The Body, Mind, & Emotions As Identities
(This is an excerpt from a University Of Metaphysical Sciences course at www.umsonline.org,
please feel free to visit the school website)
Throughout our lives, we are continually forming answers to the question of who we are. Yet these answers often do not come through really looking to the core of our being, but instead from how we want others to perceive us. They are answers from the ego, and they come in numerous forms. Regardless of how we identify ourselves, the process of saying we are any “thing” requires that we draw a line between what we are and what we are not. According to Ken Wilber in the book No Boundary: Eastern And Western Approaches To Personal Growth (1979), “What you are actually doing, whether you know it or not, is drawing a mental line or boundary across the whole field of your experience, and everything on the inside of that boundary you are feeling or calling your ‘self,’ while everything outside that boundary you feel to be ‘not-self.’” (4)
The body is one of the boundary lines that people use in defining who they are. For some people, their sense of self includes their bodies, while for others, their bodies are simply vehicles for their minds. Another such boundary line is to accept the whole mind as self or to only accept certain parts of the mind (called the persona) as being the self. This can be seen when someone denies her/his deep anger and instead puts it off on other people and situations. The boundaries of self that people draw vary between individuals and between times in each individual’s life. At one point we may feel our identities linked to a certain body type or emotion, yet within a matter of several years, our bodies and emotions often change. This continual changing in how we identify ourselves shows that identities within such boundaries are not the same as the unchanging true Self. Ellen Grace O’Brian states in A Single Blade Of Grass: Finding The Sacred In Everyday Life (2002), “If we analyze our life, we see that most of what we think is ‘us’ cannot be us. Is the body us? No. Because the body we have now is different from the one we had ten or even five years ago. Is the mind us? No. Because our thoughts are also changing, even more than the body is changing.” (46) Another way to realize the illusion of these boundaries of self is offered by Gangaji, who encourages us to look deeply to the core of any sense of separation. “When you inquire into that separation, simply, obviously, immediately, you find that it is just not there.”

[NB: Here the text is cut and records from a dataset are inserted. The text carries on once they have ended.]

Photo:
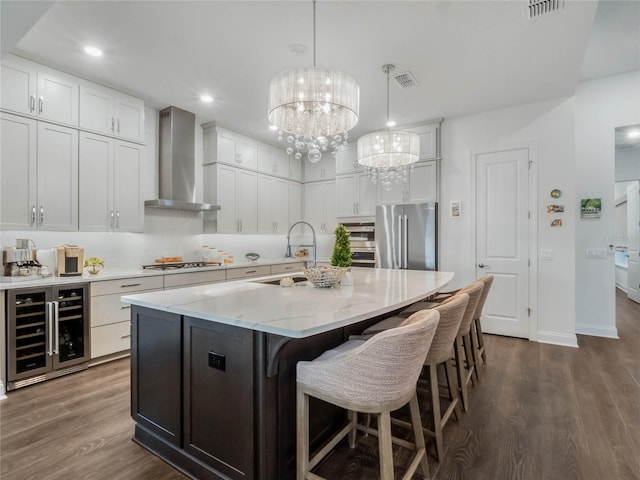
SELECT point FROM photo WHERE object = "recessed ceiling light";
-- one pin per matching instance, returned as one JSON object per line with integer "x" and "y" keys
{"x": 633, "y": 134}
{"x": 93, "y": 51}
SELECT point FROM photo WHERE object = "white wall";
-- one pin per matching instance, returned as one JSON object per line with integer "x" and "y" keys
{"x": 601, "y": 106}
{"x": 549, "y": 128}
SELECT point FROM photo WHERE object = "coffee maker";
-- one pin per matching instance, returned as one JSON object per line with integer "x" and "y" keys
{"x": 21, "y": 259}
{"x": 69, "y": 260}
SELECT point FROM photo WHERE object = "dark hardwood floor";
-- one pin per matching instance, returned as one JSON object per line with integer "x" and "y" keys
{"x": 541, "y": 412}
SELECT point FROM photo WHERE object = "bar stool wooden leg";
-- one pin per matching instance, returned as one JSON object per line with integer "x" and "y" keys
{"x": 302, "y": 430}
{"x": 418, "y": 435}
{"x": 385, "y": 446}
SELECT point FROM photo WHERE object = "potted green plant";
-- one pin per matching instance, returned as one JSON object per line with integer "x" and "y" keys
{"x": 341, "y": 256}
{"x": 94, "y": 265}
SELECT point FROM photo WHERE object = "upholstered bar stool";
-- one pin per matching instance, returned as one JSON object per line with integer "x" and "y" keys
{"x": 375, "y": 376}
{"x": 463, "y": 347}
{"x": 477, "y": 337}
{"x": 451, "y": 314}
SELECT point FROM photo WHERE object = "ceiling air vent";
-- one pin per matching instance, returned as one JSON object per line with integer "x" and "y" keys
{"x": 405, "y": 80}
{"x": 541, "y": 7}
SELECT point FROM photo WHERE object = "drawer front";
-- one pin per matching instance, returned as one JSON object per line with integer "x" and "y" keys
{"x": 126, "y": 285}
{"x": 108, "y": 309}
{"x": 108, "y": 339}
{"x": 193, "y": 278}
{"x": 287, "y": 267}
{"x": 248, "y": 272}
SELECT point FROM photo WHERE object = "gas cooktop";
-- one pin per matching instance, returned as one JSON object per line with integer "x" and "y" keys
{"x": 175, "y": 265}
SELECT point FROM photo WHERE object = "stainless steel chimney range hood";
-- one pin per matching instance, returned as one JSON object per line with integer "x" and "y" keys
{"x": 176, "y": 175}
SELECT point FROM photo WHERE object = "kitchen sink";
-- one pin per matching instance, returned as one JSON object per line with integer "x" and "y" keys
{"x": 276, "y": 281}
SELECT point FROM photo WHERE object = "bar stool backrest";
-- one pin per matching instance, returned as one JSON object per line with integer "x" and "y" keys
{"x": 451, "y": 314}
{"x": 382, "y": 371}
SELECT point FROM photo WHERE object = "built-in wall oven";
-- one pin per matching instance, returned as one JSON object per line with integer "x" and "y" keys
{"x": 363, "y": 243}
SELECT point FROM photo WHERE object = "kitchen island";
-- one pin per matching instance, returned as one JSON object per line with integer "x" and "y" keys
{"x": 213, "y": 366}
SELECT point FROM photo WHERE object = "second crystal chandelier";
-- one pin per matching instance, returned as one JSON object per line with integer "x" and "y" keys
{"x": 387, "y": 155}
{"x": 314, "y": 108}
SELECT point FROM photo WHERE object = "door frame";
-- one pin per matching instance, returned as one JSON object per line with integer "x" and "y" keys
{"x": 532, "y": 228}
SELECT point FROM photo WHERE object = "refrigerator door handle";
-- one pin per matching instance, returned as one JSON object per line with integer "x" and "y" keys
{"x": 405, "y": 243}
{"x": 50, "y": 328}
{"x": 399, "y": 244}
{"x": 56, "y": 340}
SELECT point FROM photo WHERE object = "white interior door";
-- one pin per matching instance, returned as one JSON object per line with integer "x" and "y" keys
{"x": 633, "y": 239}
{"x": 502, "y": 241}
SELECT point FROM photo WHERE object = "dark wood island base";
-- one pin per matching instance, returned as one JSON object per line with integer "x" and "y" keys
{"x": 218, "y": 401}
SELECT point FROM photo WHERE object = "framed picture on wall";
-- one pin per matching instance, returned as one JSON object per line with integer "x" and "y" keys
{"x": 456, "y": 209}
{"x": 590, "y": 207}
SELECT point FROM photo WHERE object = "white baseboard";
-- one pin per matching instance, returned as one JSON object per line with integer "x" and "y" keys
{"x": 565, "y": 340}
{"x": 611, "y": 332}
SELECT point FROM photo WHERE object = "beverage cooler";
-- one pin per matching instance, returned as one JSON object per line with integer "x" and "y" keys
{"x": 47, "y": 333}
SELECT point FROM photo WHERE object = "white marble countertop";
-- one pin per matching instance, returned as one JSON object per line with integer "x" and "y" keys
{"x": 108, "y": 273}
{"x": 301, "y": 310}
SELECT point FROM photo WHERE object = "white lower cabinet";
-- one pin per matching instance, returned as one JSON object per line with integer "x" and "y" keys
{"x": 109, "y": 185}
{"x": 111, "y": 318}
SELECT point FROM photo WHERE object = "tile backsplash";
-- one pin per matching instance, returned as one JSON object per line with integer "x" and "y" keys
{"x": 166, "y": 233}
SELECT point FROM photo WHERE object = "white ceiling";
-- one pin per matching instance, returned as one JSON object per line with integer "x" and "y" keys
{"x": 467, "y": 56}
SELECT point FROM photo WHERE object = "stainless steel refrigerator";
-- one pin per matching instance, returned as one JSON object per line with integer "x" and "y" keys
{"x": 407, "y": 236}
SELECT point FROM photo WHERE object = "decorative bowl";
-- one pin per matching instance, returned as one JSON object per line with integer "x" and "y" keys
{"x": 325, "y": 277}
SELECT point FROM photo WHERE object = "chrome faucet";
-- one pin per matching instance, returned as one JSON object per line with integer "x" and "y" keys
{"x": 313, "y": 232}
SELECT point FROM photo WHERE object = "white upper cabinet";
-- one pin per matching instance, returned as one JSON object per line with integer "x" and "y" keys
{"x": 273, "y": 161}
{"x": 273, "y": 205}
{"x": 346, "y": 160}
{"x": 429, "y": 140}
{"x": 325, "y": 169}
{"x": 18, "y": 165}
{"x": 320, "y": 206}
{"x": 421, "y": 186}
{"x": 39, "y": 175}
{"x": 225, "y": 146}
{"x": 31, "y": 89}
{"x": 107, "y": 111}
{"x": 114, "y": 203}
{"x": 356, "y": 195}
{"x": 235, "y": 190}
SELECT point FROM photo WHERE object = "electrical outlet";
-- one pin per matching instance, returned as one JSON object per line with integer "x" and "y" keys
{"x": 217, "y": 361}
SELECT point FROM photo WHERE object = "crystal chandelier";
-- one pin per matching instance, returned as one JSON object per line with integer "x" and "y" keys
{"x": 313, "y": 107}
{"x": 388, "y": 155}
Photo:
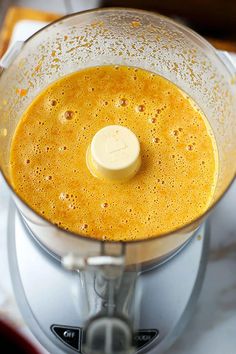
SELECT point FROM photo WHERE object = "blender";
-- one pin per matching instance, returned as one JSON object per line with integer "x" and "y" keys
{"x": 81, "y": 295}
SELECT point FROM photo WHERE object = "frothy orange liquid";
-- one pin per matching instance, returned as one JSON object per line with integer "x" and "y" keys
{"x": 174, "y": 185}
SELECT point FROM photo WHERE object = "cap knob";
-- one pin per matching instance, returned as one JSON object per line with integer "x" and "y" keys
{"x": 114, "y": 153}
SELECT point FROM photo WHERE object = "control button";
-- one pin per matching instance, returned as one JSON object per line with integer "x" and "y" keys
{"x": 144, "y": 337}
{"x": 68, "y": 335}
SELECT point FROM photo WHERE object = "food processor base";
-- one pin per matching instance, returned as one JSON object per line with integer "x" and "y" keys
{"x": 48, "y": 295}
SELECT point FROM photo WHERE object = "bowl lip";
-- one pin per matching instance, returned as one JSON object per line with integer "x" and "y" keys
{"x": 12, "y": 334}
{"x": 185, "y": 228}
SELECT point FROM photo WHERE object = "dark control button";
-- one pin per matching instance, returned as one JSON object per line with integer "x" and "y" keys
{"x": 68, "y": 335}
{"x": 144, "y": 336}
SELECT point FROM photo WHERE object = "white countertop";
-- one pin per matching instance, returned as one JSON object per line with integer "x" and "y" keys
{"x": 213, "y": 326}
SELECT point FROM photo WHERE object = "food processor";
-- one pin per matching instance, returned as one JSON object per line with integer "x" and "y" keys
{"x": 78, "y": 294}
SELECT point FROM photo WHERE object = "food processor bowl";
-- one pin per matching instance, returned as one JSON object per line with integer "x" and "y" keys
{"x": 124, "y": 37}
{"x": 119, "y": 37}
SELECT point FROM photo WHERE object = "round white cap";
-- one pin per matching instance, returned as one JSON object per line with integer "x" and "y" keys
{"x": 114, "y": 153}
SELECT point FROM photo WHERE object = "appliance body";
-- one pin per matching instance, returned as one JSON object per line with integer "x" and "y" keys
{"x": 48, "y": 295}
{"x": 125, "y": 286}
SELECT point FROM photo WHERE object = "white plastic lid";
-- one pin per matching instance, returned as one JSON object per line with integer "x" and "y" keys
{"x": 114, "y": 153}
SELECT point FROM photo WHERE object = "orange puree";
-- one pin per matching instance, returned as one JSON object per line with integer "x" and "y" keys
{"x": 174, "y": 185}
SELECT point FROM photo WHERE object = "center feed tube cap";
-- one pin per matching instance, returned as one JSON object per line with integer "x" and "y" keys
{"x": 114, "y": 153}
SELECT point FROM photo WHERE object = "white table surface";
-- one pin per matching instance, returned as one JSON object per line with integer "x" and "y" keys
{"x": 213, "y": 326}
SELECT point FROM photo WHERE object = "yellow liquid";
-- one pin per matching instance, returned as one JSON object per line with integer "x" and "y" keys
{"x": 174, "y": 185}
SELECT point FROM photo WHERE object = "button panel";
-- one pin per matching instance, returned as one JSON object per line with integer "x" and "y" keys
{"x": 70, "y": 336}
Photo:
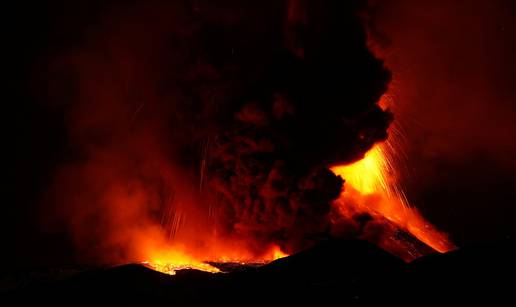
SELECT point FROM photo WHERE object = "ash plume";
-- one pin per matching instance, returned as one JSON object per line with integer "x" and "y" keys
{"x": 231, "y": 114}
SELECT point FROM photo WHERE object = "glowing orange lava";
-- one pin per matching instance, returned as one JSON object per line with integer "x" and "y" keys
{"x": 168, "y": 260}
{"x": 371, "y": 184}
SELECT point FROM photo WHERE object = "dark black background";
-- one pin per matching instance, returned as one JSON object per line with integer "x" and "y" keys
{"x": 461, "y": 176}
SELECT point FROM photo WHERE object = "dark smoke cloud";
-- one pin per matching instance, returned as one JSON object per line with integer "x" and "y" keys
{"x": 453, "y": 86}
{"x": 230, "y": 113}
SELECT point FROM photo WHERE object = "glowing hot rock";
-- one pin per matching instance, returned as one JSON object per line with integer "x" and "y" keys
{"x": 370, "y": 186}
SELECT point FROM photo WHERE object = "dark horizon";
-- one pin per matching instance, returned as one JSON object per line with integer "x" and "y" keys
{"x": 452, "y": 68}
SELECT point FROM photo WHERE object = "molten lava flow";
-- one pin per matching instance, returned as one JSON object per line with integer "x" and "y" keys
{"x": 371, "y": 186}
{"x": 168, "y": 260}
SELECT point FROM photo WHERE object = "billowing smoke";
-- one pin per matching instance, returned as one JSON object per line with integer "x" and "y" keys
{"x": 192, "y": 120}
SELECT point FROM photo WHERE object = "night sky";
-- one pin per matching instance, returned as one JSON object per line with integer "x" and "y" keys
{"x": 453, "y": 72}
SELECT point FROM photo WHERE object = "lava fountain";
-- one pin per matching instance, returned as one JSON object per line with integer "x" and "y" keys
{"x": 371, "y": 186}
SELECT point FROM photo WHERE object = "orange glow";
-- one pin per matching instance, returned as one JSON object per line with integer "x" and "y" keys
{"x": 170, "y": 259}
{"x": 371, "y": 186}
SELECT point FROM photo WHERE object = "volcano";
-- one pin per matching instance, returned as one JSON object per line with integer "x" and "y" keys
{"x": 213, "y": 151}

As we learn to dissolve these boundaries our sense of self encompasses more and more, and we move toward the true Self, which is boundless. Ken Wilber suggests that the true Self is like the ocean water, while all the ideas of self that we have within our boundary lines are like the various waves on the ocean. Each wave is made of the water, yet if we only focus on the wave, we may not realize it is made of water. We have learned to look at life with our minds, and thus we apply our minds to trying to know the true Self. Yet it is the mind that holds one’s sense of self within the boundaries of thoughts.
Many spiritual teachers and traditions focus on quieting the mind, for the true Self can not be realized when the mind is full of thoughts. According to Eckhart Tolle in The Power Of Now: A Guide To Spiritual Enlightenment (1999), it is the mind which is the largest obstacle to self-realization. Many peoples’ minds are out of balance, constantly racing between thoughts. Although it may seem that we are in control of our minds because we can use them to solve a problem or focus on a project, Tolle states that if we cannot turn off our minds, we are being used by them. As such, the mind is destructive. Tolle states, “You believe that you are your mind. This is the delusion. The instrument has taken you over.” (13)
What happens when we identify with the mind, body, and/or emotions is that we seek happiness through gratifying these senses of self. We may focus our lives on stimulating our minds, pleasing our bodily senses, working through our emotions, and trying to keep our bodies from aging. Yet what seems to happen is that the moment we are not stimulated, we find ourselves unsure of who we are and our place in the world. We thus try to fill our lives with tasks and preoccupations in order to not experience an underlying sense of disappointment, longing, and searching for something more.